The network that is used to generate the following results is the following:
Preprocessing -> Threads -> Categorization -> Normalization -> Evaluation (Bayesian) -> Output
The following hyperparameters are used:
Batch Size | 200 |
Thread depth | 0.75 |
Evaluation Threshold | 0.5 |
Evaluation Uncertainty | 0.0 |
The first small dataset processed on a network trained on the same dataset took 5.3 seconds to train and process:
TP | 145 | FP | 5 |
FN | 1 | TN | 27 |
Total | 178 | ||
Precision | 0.97 | ||
Recall | 0.99 | ||
Specificity | 0.84 | ||
Accuracy | 0.97 |
Although the network is trained on the same dataset, these results show that the bayesian network can definitely distinguish between messages. The fact that the number of false positives is relatively high is not too worrying since a higher percentage false positives is better than a high percentage of false negatives. People would rather receive messages that are not too important than miss out on important messages.
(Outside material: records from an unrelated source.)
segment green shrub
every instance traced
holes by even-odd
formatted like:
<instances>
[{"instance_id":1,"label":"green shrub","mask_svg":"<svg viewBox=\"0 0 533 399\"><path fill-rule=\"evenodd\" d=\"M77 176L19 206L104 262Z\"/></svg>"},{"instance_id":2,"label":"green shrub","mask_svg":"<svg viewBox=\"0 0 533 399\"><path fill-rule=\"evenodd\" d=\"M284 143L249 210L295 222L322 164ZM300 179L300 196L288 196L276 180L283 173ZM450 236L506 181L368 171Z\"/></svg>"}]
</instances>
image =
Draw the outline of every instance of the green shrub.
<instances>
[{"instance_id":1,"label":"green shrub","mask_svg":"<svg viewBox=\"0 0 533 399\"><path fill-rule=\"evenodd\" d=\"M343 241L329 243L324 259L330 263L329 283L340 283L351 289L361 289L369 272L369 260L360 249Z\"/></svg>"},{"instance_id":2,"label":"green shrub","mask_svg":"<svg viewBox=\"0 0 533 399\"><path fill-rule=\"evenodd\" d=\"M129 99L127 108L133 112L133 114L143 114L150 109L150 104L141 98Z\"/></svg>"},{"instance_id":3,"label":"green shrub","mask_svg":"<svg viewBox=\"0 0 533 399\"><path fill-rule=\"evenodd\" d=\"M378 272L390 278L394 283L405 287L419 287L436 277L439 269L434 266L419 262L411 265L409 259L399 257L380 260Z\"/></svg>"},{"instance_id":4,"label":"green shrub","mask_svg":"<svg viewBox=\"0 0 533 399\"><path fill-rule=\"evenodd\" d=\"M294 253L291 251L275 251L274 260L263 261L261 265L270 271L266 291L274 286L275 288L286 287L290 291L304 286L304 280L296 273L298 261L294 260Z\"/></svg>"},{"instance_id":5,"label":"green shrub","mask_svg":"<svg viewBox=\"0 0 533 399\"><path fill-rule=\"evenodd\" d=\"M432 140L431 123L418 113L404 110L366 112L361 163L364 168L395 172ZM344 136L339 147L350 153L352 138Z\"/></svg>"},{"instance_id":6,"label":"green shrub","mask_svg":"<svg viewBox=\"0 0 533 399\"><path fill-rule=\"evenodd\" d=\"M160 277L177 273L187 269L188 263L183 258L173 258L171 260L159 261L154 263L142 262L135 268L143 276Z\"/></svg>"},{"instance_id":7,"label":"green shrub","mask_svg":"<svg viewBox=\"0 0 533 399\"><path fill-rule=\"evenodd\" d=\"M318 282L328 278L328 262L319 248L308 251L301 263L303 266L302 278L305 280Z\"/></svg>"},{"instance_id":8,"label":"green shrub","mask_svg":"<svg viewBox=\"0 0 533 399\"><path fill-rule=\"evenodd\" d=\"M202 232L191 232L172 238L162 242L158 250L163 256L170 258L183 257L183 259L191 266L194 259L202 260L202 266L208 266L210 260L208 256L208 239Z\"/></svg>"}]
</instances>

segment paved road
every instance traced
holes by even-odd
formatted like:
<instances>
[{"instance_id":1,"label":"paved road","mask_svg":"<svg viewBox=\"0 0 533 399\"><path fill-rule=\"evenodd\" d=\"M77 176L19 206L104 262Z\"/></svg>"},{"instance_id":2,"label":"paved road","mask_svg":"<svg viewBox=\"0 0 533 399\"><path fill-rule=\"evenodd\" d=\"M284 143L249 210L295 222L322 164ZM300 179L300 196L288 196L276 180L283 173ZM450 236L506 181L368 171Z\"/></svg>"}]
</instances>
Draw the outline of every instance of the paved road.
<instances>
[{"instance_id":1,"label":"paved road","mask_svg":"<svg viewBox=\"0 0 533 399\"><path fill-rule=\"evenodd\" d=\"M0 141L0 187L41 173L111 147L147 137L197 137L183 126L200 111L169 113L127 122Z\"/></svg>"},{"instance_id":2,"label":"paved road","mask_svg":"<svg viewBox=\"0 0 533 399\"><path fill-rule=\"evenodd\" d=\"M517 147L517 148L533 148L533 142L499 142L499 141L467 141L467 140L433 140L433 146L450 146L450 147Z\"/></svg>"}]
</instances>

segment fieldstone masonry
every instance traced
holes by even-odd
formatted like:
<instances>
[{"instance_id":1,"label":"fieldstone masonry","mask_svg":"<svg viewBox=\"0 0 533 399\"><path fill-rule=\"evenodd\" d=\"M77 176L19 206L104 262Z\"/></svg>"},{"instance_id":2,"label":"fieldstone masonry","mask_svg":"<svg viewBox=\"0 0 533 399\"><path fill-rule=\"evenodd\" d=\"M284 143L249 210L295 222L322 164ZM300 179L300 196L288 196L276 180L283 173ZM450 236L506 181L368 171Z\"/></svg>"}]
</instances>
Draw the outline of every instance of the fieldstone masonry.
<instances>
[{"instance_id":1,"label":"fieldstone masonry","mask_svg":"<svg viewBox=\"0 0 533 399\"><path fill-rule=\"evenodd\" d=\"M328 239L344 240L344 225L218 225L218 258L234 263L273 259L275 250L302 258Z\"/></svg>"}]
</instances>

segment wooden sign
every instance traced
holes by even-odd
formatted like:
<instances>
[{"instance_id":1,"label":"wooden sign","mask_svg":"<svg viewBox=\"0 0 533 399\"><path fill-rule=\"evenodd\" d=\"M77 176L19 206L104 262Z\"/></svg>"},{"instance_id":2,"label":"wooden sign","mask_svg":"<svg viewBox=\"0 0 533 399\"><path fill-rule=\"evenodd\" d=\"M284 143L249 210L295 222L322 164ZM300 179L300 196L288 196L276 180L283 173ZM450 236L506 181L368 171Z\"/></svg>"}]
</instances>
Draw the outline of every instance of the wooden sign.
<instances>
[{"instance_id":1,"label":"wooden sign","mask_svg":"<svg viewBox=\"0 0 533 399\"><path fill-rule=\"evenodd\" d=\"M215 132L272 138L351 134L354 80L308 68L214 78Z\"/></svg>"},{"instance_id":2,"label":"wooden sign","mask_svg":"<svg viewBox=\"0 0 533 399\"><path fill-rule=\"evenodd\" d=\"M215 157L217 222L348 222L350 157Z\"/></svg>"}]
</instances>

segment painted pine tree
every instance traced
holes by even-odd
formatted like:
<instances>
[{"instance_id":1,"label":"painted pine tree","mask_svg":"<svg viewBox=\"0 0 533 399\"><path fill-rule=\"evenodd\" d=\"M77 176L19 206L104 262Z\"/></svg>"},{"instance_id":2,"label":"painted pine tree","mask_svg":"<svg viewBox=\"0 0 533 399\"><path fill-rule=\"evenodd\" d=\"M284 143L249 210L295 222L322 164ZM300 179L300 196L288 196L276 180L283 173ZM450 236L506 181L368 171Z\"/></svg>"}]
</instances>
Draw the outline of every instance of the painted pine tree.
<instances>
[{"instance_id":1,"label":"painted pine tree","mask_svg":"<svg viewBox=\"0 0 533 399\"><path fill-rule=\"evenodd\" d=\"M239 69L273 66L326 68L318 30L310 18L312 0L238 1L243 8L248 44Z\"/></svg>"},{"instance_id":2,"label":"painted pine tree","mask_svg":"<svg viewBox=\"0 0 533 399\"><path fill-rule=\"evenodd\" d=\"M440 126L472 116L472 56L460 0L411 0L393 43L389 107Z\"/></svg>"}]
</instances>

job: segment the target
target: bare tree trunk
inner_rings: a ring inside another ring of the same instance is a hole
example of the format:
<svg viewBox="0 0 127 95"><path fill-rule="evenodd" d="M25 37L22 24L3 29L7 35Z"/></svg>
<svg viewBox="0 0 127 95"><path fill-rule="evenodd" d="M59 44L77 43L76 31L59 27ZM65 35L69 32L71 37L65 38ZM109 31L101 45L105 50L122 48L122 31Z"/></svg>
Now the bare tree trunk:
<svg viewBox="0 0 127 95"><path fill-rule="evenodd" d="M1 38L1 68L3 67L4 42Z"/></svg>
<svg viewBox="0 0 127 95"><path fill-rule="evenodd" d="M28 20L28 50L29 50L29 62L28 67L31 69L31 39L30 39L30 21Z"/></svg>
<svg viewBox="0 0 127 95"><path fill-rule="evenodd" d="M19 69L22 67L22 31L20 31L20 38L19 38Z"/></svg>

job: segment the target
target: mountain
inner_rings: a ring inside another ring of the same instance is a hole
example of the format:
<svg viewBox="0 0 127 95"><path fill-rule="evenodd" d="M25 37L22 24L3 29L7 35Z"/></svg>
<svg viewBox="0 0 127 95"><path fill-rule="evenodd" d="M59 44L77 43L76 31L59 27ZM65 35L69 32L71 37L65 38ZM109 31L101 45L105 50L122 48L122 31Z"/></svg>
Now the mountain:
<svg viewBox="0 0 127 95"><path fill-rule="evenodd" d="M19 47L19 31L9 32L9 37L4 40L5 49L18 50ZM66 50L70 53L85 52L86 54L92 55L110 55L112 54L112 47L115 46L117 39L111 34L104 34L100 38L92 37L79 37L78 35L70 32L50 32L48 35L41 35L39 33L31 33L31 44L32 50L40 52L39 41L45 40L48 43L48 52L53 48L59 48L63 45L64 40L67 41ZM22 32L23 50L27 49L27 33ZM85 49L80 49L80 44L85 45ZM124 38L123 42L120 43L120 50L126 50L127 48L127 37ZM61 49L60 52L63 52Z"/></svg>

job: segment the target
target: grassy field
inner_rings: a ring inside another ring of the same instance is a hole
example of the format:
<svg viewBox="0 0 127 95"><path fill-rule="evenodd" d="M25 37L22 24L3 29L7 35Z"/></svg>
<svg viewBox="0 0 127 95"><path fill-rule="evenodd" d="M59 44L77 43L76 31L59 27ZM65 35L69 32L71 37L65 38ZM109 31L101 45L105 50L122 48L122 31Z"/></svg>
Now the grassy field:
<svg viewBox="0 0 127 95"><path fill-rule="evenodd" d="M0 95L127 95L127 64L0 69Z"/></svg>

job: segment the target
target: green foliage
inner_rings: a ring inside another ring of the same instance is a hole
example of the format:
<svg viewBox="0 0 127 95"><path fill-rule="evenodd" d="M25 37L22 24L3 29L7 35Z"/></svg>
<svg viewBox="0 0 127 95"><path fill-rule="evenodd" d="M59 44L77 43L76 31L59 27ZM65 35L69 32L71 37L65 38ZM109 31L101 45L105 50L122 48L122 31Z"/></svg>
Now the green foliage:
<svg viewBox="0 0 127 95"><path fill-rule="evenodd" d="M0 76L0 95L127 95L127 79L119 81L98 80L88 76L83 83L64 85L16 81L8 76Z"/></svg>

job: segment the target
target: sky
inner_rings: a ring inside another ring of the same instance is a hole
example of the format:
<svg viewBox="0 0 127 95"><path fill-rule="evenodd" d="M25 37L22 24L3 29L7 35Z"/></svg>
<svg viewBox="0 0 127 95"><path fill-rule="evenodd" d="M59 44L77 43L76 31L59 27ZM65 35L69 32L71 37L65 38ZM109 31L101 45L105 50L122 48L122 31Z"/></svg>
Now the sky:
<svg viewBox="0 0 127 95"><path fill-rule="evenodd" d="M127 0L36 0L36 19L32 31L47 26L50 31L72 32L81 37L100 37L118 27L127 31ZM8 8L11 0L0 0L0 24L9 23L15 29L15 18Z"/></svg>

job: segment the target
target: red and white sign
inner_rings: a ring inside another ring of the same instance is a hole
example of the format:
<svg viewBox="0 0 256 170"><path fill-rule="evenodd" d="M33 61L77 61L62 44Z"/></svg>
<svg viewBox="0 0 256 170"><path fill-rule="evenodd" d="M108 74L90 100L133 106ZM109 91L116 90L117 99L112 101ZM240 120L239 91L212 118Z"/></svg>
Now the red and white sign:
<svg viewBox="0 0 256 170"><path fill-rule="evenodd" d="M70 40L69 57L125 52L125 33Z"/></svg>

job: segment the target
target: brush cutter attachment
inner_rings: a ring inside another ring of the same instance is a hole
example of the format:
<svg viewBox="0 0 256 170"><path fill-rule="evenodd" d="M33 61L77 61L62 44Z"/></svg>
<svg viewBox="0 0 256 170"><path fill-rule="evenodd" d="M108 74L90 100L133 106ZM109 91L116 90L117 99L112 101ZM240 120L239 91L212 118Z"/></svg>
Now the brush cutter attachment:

The larger dataset processed on a network trained on the same dataset took 24.3 seconds to train and process:
TP | 929 | FP | 171 |
FN | 30 | TN | 375 |
Total | 1505 | ||
Precision | 0.84 | ||
Recall | 0.97 | ||
Specificity | 0.68 | ||
Accuracy | 0.87 |
These results show that the network is performing a little bit less on a larger dataset while it has been trained on the same large dataset. It is however still more desirable to have more false positives than false negatives.
The small dataset processed on a network trained on the large dataset took 3.9 seconds to process:
TP | 132 | FP | 7 |
FN | 14 | TN | 25 |
Total | 178 | ||
Precision | 0.95 | ||
Recall | 0.90 | ||
Specificity | 0.78 | ||
Accuracy | 0.88 |
Compared to the results on the trained small dataset network this test did perform a little bit worse, which is understandable since the network did not see the 178 messages ever before. For this reason these results are still very promising and with even more fine tuning they could be improved even more. What can be seen from the data is that especially the number of false negatives increased which is not desirable for reasons described earlier in this subsection.